How Wolfgang Puck Went from Nothing to Millionaire Chef

Photo via Disney Media Relations

How Wolfgang Puck Went from Nothing to Millionaire Chef

By Movieguide® Staff

Note: This is a portion of our review of Disney+’s WOLFGANG, to read the full review, click here.

WOLFGANG recounts the life story of the first celebrity chef, Wolfgang Puck, and details his rise from poverty and an emotionally abusive childhood in Austria to achieve massive success after embracing capitalism in America. Using anecdotal interviews, re-enactments and archival photos and videos that bring Puck’s story vividly to life, WOLFGANG tells an excellent, inspirational tale of the American Dream in action, with almost no objectionable content.

Streaming on Disney+, the movie centers on the recollections of Puck, now 71, as he recalls his incredible rise from nothing to a present-day fortune of $120 million. His commentary is packed with hard-won wisdom that espouses hard work and positive risk-taking as the means to success in life, giving viewers a terrific primer in attaining their own dreams of success.

The movie opens with Puck paying a visit to his sister, who still lives in Austria. When he moved to America as a young man, he vowed to never return to his childhood home. The movie shows how he came to terms with his past and learned to overlook the negatives and attain his greatest success when he embraced his Austrian culinary heritage.

Puck recalls growing up in incredible hardship as an illegitimate child whose stepfather constantly derided him. Rather than being crushed, he vowed to prove his stepfather wrong and left home at 13 to become an assistant in a restaurant. With an instinctive drive to do his best, Puck quickly stood out and was promoted to much better positions quickly before initially leaving Austria for France.

Puck took his newfound knowledge of French cooking to America, where he became the top chef at a popular Los Angeles restaurant called Ma Maison. Low pay and a difference in cooking philosophies with the owner inspired him to break off and form his own restaurant: Spago.

It is at Spago that Puck was the first major chef to insist on fresh, garden-grown produce and invented both “California cuisine” and Asian fusion. This led to massive success as he became a television celebrity guest and built an empire of restaurants and food brands.
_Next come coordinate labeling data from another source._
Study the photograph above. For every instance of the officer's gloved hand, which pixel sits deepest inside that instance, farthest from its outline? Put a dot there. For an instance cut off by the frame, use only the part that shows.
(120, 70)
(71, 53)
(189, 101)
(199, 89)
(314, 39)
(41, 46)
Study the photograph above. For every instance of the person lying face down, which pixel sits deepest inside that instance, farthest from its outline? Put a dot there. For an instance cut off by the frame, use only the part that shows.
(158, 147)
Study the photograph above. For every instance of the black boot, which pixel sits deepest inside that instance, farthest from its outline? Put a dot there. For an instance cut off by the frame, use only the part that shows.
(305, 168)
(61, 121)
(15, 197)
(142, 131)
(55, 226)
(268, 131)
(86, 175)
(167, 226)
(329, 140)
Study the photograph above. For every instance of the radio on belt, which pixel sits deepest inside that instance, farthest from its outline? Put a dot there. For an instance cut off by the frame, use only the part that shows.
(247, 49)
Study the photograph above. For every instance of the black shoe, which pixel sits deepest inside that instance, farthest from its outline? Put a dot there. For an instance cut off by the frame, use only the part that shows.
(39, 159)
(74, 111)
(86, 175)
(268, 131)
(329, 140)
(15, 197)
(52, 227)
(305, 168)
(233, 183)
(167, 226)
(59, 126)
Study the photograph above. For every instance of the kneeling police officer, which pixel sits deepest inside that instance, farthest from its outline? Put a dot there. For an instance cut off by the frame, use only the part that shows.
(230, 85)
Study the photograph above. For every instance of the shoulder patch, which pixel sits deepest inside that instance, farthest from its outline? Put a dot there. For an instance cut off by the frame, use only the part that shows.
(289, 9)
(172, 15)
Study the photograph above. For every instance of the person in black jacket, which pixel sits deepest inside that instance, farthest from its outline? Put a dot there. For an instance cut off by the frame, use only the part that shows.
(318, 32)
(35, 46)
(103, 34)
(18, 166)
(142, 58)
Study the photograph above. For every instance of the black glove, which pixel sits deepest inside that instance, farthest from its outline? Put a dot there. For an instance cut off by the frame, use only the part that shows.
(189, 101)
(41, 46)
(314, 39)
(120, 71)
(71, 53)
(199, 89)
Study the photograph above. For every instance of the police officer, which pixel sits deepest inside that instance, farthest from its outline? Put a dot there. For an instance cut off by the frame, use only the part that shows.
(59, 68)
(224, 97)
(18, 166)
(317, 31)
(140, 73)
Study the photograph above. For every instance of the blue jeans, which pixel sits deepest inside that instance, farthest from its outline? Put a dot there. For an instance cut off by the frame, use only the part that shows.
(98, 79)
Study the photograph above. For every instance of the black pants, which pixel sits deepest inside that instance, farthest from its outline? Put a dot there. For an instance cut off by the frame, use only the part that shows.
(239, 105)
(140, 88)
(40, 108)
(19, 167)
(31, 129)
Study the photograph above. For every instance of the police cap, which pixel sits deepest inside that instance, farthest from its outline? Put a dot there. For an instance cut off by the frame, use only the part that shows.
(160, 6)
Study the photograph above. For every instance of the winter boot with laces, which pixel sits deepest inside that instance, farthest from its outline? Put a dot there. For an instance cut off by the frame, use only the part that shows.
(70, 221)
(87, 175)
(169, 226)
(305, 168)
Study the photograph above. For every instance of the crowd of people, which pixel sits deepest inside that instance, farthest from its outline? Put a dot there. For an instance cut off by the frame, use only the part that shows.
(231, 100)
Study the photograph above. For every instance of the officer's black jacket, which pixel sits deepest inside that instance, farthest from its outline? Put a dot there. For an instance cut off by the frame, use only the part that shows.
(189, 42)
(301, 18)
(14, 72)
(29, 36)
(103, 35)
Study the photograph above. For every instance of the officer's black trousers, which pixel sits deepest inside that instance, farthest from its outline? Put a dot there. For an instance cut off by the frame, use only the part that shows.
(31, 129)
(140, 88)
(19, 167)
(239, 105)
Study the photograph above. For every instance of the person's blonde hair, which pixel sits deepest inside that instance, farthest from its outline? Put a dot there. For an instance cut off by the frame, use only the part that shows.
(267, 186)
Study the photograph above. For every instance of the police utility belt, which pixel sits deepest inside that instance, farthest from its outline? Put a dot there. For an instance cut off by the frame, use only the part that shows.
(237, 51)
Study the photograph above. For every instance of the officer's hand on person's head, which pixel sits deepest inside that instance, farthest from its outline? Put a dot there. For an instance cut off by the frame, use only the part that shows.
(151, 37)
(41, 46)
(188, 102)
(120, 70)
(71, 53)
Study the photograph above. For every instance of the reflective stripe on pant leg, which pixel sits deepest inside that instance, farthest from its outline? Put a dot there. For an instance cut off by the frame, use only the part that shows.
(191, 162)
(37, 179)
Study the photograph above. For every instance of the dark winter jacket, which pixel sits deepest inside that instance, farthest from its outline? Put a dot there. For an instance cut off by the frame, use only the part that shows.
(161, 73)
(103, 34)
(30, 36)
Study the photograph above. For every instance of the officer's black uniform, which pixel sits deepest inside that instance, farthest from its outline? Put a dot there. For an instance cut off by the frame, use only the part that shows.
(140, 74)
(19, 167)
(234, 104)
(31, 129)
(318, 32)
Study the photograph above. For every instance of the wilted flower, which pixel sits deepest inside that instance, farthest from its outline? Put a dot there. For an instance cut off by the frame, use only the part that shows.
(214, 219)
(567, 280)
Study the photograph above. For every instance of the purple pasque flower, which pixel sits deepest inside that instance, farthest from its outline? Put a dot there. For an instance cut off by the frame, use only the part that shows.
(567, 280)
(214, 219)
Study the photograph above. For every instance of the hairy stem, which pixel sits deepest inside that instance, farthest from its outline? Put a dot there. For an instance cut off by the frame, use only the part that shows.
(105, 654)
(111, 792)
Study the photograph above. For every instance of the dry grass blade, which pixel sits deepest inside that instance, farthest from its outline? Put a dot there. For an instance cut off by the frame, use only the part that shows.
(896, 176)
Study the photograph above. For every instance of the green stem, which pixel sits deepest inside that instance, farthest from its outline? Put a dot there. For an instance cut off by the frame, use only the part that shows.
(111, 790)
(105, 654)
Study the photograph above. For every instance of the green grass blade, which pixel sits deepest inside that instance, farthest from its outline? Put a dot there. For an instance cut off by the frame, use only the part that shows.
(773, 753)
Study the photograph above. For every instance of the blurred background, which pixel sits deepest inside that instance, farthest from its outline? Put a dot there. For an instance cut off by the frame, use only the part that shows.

Yet, despite all his wealth, he was a workaholic who was a distant husband and father, leading to a divorce.

WOLFGANG shows that it’s possible to have great worldly success and still feel empty inside, as Puck admits to lacking a sense of purpose. The movie never discusses his spirituality either way, but it’s clear that an embrace of Jesus Christ would give him true happiness and peace. However, he finally finds happiness in another marriage, where he’s a more present spouse and father and also finds his purpose in making others happy through his cuisine.

WOLFGANG isn’t a flashy documentary, but rather a fairly straightforward one. However, this approach gives the movie an intimacy that’s surprising and commendable, as Puck truly opens up to the camera and shares profound life moments, and the lessons he learned from them. WOLFGANG is an unabashed homage to capitalism and the American Dream, a refreshing change from most mainstream media, which frequently pushes a socialist, or left-leaning, agenda.

This is a movie with an intelligence level aimed for teenagers and adults, but it has no strong immoral or objectionable content to hinder younger children from watching it. The only marks against it is one use of OMG in vain, and non-graphic but sad discussions of Wolfgang’s emotionally abusive childhood and his divorce. WOLFGANG is highly commended viewing for media-wise consumers.